Course overview and goals

In this course, we continue the introduction to Ito calculus (stochastic calculus) following “Advanced Analysis G.” The topics covered include Itô’s formula, stochastic differential equations (SDEs), and the Feynman–Kac theorem. Applications of Ito calculus to mathematical finance will also be discussed.
We begin by studying Ito’s formula, which plays a central role in computations within Ito calculus. We then examine the existence and uniqueness of solutions to stochastic differential equations under Lipschitz conditions. After that, we introduce the Feynman–Kac theorem, which provides a probabilistic representation of solutions to parabolic partial differential equations. Finally, as an application to mathematical finance, we study the pricing of European call options and the associated delta-hedging strategy.

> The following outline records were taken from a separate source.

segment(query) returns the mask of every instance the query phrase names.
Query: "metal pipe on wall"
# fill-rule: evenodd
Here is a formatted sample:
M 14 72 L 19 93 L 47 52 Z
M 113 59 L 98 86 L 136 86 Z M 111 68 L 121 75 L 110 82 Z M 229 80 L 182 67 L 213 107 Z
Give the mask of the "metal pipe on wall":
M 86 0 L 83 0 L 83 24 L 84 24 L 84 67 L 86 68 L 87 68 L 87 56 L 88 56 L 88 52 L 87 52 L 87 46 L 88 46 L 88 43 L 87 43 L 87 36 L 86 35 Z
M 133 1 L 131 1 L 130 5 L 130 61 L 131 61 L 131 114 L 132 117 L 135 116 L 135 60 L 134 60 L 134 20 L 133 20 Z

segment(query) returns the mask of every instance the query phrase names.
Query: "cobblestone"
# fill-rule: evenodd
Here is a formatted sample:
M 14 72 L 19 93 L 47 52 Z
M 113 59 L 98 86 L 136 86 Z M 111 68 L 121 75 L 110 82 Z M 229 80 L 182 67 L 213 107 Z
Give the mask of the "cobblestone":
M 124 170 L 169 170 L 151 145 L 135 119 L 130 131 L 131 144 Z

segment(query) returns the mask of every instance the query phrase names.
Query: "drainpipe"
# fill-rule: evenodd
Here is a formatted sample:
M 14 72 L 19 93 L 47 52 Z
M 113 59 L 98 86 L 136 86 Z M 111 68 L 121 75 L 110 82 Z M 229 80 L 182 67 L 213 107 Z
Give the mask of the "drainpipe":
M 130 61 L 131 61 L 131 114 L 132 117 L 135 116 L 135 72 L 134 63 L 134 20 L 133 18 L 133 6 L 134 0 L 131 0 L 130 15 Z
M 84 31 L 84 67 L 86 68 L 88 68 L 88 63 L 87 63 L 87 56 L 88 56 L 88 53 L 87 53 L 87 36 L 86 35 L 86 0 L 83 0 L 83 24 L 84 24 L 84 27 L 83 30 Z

Course description and aims

・ Be able to understand the idea behind the derivation of Itô’s formula and apply it in practice.
・ Be able to understand the existence and uniqueness of solutions to stochastic differential equations.
・ Be able to understand that the Feynman–Kac theorem provides a probabilistic representation of solutions to parabolic partial differential equations.
・ Be able to understand the fundamental theory underlying applications to mathematical finance.
・ Be able to understand the ideas behind the proofs throughout the course.

Keywords

Ito’s formula, stochastic differential equations, the Cameron–Martin–Maruyama–Girsanov theorem, the Feynman–Kac theorem, option pricing, and delta hedging

Competencies

  • Specialist skills
  • Intercultural skills
  • Communication skills
  • Critical thinking skills
  • Practical and/or problem-solving skills

Class flow

This is a standard lecture course. There will be some assignments.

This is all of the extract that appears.